As he loses his sight, Rob Crossan writes a love letter to the sounds of London

Rob Crossan

Burgers and bus brakes: that’s when I know I’m home.

The aroma of chicken and fries tells me I’m safely, happily, back in London. The buses outside, meanwhile — angrily complying with traffic lights — always make me smile; the brakes like a thousand violin strings being worked on with a barbed wire bow.

London isn’t a movie to me any more. It’s a soundtrack with added odours.

I was born with the visual impairments of albinism and nystagmus. It means, bluntly, that I am almost blind and glasses don’t help a lot. When I asked my dad, at the age of 11, whether I might just have good enough vision to one day be able to drive around my home city of Chester, he pointed out of our living room window and asked me to read the number on the front of the approaching bus heading towards the Wirral and Liverpool.

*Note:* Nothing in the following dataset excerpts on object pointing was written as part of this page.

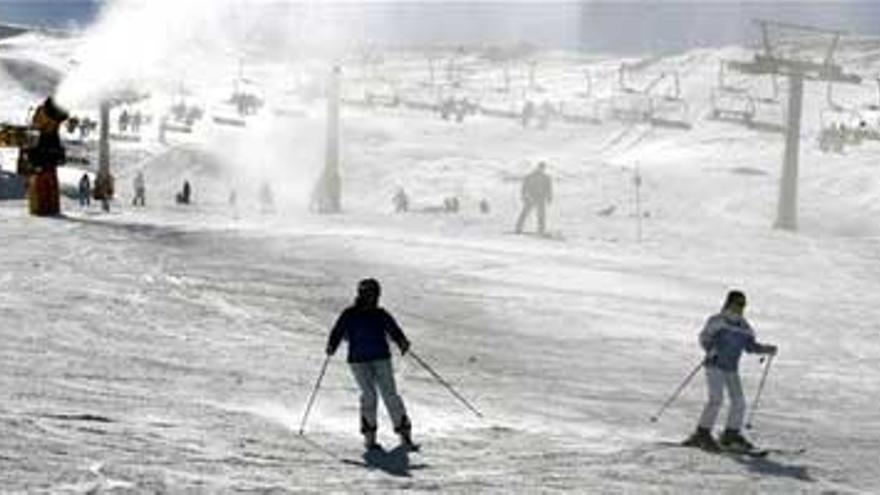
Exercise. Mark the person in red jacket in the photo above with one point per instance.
(366, 326)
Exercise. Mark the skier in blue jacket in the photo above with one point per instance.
(724, 338)
(365, 325)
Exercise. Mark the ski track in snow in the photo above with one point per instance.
(172, 350)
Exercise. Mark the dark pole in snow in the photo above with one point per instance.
(445, 384)
(677, 392)
(637, 180)
(302, 424)
(758, 393)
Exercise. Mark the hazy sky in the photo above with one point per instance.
(619, 26)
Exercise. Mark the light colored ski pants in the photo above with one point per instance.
(369, 376)
(717, 380)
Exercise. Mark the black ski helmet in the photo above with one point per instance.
(369, 289)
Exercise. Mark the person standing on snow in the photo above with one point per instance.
(139, 190)
(85, 190)
(365, 325)
(724, 338)
(537, 192)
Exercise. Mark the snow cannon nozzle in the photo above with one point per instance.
(53, 111)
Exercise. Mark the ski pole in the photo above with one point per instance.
(445, 384)
(677, 392)
(302, 424)
(758, 393)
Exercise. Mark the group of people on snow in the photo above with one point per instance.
(367, 327)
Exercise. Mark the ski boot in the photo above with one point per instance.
(702, 439)
(405, 432)
(733, 440)
(369, 432)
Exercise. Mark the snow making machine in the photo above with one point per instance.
(39, 153)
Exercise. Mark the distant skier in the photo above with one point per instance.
(124, 119)
(537, 193)
(724, 338)
(136, 120)
(365, 325)
(528, 113)
(85, 190)
(139, 190)
(183, 197)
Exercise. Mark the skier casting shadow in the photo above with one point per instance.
(768, 467)
(394, 462)
(365, 325)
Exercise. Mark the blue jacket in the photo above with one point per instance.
(724, 338)
(365, 328)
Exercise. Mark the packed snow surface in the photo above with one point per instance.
(172, 348)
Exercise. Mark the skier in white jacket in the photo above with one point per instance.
(724, 338)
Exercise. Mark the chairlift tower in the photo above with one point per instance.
(785, 59)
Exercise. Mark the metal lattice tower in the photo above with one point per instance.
(791, 50)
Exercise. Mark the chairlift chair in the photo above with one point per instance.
(670, 109)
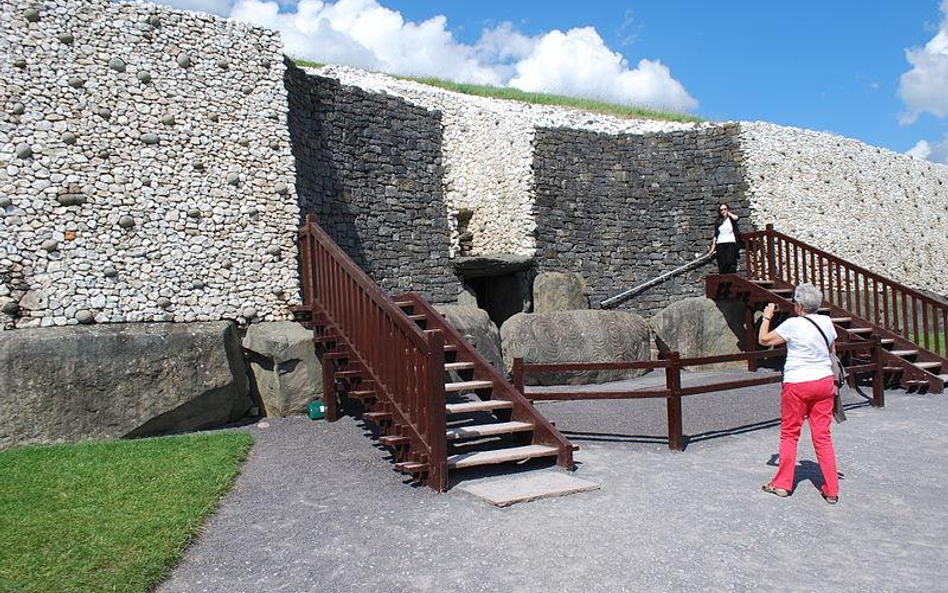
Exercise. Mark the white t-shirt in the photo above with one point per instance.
(807, 354)
(726, 231)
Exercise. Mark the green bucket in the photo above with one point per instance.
(316, 410)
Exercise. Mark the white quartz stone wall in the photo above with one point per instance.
(145, 167)
(487, 154)
(885, 211)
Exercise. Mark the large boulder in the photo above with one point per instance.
(283, 363)
(697, 327)
(477, 328)
(115, 380)
(559, 291)
(576, 336)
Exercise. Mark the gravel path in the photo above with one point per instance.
(318, 508)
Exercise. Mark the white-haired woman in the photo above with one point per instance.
(808, 388)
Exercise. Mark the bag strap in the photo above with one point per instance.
(819, 329)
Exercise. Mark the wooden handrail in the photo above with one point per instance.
(771, 255)
(673, 392)
(403, 364)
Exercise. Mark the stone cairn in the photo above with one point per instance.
(145, 167)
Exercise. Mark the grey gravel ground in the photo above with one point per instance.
(318, 508)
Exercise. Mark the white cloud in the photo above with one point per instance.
(936, 152)
(578, 63)
(365, 34)
(924, 88)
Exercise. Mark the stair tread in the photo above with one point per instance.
(484, 430)
(458, 366)
(478, 406)
(467, 385)
(500, 456)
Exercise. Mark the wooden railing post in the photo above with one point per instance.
(878, 374)
(329, 389)
(516, 376)
(676, 440)
(750, 336)
(436, 423)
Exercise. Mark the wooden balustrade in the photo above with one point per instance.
(403, 364)
(770, 255)
(673, 391)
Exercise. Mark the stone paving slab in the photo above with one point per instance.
(527, 487)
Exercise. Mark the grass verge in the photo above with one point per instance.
(591, 105)
(108, 516)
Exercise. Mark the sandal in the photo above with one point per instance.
(771, 489)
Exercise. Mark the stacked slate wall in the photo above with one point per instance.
(369, 168)
(622, 209)
(145, 167)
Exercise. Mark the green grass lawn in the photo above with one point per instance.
(593, 105)
(108, 516)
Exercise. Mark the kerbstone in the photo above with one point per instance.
(115, 380)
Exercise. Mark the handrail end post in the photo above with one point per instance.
(517, 374)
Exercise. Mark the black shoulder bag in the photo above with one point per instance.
(839, 376)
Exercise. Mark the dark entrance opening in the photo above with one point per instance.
(501, 282)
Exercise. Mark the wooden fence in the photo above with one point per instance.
(673, 391)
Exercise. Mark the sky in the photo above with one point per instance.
(874, 71)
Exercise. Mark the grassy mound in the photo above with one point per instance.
(108, 516)
(592, 105)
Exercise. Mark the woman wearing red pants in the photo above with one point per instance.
(808, 388)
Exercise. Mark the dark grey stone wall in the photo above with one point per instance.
(368, 166)
(622, 209)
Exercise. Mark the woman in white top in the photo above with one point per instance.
(808, 388)
(726, 240)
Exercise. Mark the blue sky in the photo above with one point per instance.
(830, 66)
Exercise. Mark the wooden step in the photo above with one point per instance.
(500, 456)
(479, 406)
(904, 352)
(468, 386)
(411, 467)
(487, 430)
(395, 441)
(458, 366)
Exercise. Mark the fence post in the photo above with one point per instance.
(878, 374)
(750, 336)
(436, 424)
(517, 374)
(676, 441)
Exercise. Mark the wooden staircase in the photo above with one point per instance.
(911, 327)
(437, 404)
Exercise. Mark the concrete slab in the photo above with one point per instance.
(510, 490)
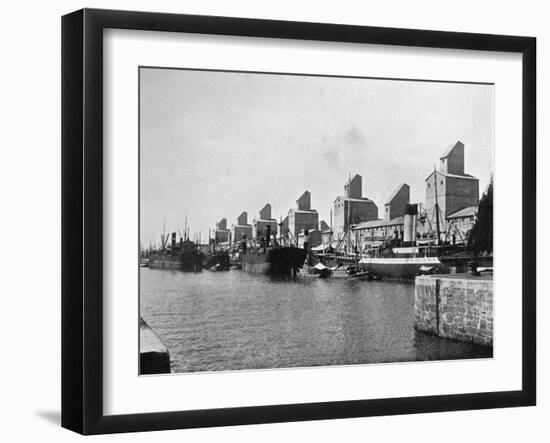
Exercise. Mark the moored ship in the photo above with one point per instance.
(187, 257)
(269, 259)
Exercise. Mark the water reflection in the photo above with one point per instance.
(234, 320)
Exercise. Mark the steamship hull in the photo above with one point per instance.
(183, 262)
(402, 268)
(273, 261)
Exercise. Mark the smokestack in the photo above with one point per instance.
(173, 240)
(409, 233)
(267, 235)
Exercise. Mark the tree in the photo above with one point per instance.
(481, 236)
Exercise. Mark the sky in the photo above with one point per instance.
(214, 144)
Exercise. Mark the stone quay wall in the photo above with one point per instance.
(457, 307)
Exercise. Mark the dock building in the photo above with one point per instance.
(391, 226)
(302, 216)
(460, 223)
(454, 188)
(352, 208)
(222, 234)
(263, 221)
(241, 229)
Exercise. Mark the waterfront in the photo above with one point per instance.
(233, 320)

My response was: ‘What bus?’

I knew from then on that the way I saw the world around me was markedly different to other people. And my sight has deteriorated since then. As has my life expectancy. This is due to myriad close encounters with drivers operating a laissez-faire attitude towards traffic lights. Not to mention the unreadable menus and emails in fonts so small as to require me to press my nose against screens and paper in the manner of a squinting Oliver Twist. Then there are the subsequent migraines that feel like a squadron of hornets are using my frontal lobe for stinging practice. All these things are going to get worse.

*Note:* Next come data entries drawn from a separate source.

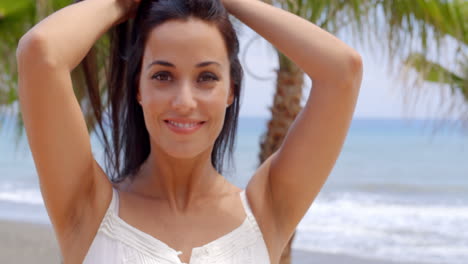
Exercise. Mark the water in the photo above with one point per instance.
(398, 191)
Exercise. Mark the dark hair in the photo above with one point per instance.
(130, 139)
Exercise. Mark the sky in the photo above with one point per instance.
(381, 96)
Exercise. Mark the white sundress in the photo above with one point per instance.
(118, 242)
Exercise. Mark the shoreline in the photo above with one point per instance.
(24, 242)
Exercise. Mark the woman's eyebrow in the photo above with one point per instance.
(168, 64)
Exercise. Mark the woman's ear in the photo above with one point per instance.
(231, 95)
(138, 96)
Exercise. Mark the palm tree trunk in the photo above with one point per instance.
(286, 106)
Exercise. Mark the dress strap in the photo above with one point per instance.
(246, 205)
(115, 201)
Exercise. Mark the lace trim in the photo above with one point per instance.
(216, 250)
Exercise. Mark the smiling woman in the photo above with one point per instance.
(174, 93)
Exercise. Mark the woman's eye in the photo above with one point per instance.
(206, 77)
(162, 76)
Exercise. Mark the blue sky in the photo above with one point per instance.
(381, 96)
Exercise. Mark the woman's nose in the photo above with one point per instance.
(184, 100)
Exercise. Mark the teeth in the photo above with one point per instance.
(183, 125)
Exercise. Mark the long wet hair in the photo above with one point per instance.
(130, 145)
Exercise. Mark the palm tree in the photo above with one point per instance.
(405, 21)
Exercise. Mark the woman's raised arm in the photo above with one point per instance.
(286, 184)
(75, 191)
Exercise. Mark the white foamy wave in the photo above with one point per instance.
(372, 227)
(29, 196)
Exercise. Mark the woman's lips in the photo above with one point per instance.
(184, 129)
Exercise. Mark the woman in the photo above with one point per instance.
(175, 87)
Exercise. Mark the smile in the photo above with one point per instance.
(184, 128)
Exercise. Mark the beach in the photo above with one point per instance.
(394, 194)
(22, 242)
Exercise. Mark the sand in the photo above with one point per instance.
(28, 243)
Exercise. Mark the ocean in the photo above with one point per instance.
(399, 190)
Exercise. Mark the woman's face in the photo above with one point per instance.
(184, 86)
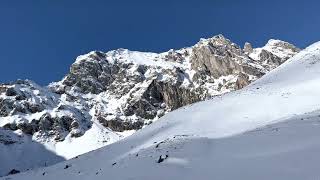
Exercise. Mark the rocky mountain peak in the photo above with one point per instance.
(110, 95)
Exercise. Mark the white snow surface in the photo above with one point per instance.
(268, 130)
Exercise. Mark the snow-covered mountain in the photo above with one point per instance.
(108, 96)
(268, 130)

Now, the London I experience in my late 30s is markedly different from the one I dreamt of escaping to from my Northern teenage bedroom, and to the more visually clarified version in which I first arrived at the turn of the millennium. As my eyesight fades, London’s visual farrago is, daily, retreating away from me. The Hogarthian faces of black cab drivers on the Strand. The miasma of tropical fruit and vegetables on the streets of Brixton. The beige haze of gilets and Jack Wills on Clapham High Street on a Thursday evening. All (the latter thankfully) are now no more than barely discernible smudges for me.

So I’ve started listening to London. Touching London. Smelling London instead. It’s all I have. And, most of the time, I’m finding it’s all I need.

It’s only when I leave London that I notice just how unique the sounds and smells of the capital are. There’s a flat, hollow certainty to sound beyond the Tube map. I feel it: the hushed satisfaction of order and routine. Afternoon pubs where the loudest sound is a beer pump making a bronchial cough as the last of the lager drips into a smeared pint glass. And train stations where whippets of wind canter past my cheeks on their way to busier climes.

Outside of London I feel I’m listening to FM radio; clear and untrammelled. Whereas what I crave is the shortwave chaos of London. I can’t read Braille. And, as far as a document of my own life goes, I really don’t need to. The scars and cuts on my body are testament to a thousand bruised vignettes. The surprisingly placed lamp post on York Way, the deceptively mirrored nightclub entrance in Bow, the vengeful corner of an open kitchen cupboard door at home; all give me oft-painful reminders of a London that gives especially short shrift at times to those whose senses aren’t in full and continuous working order.

Yet I won’t leave this place. ‘London belongs to me,’ wrote Norman Collins more than 70 years ago. Of course he was wrong. London belongs to nobody and everybody. And it’s the emotional range of London as well as the aural one that keeps me here. One day industrial mathcore, the next a lush, string-dripping ballad; this city is an album I simply have to play through to the end.

Forty years from now you might see me, scuffed shoes padding down Brixton Road, fumbling for my Freedom Pass, still listening to the soundtrack of this city, ear cocked to the rhythms of London: always wanting more, never quite keeping in time.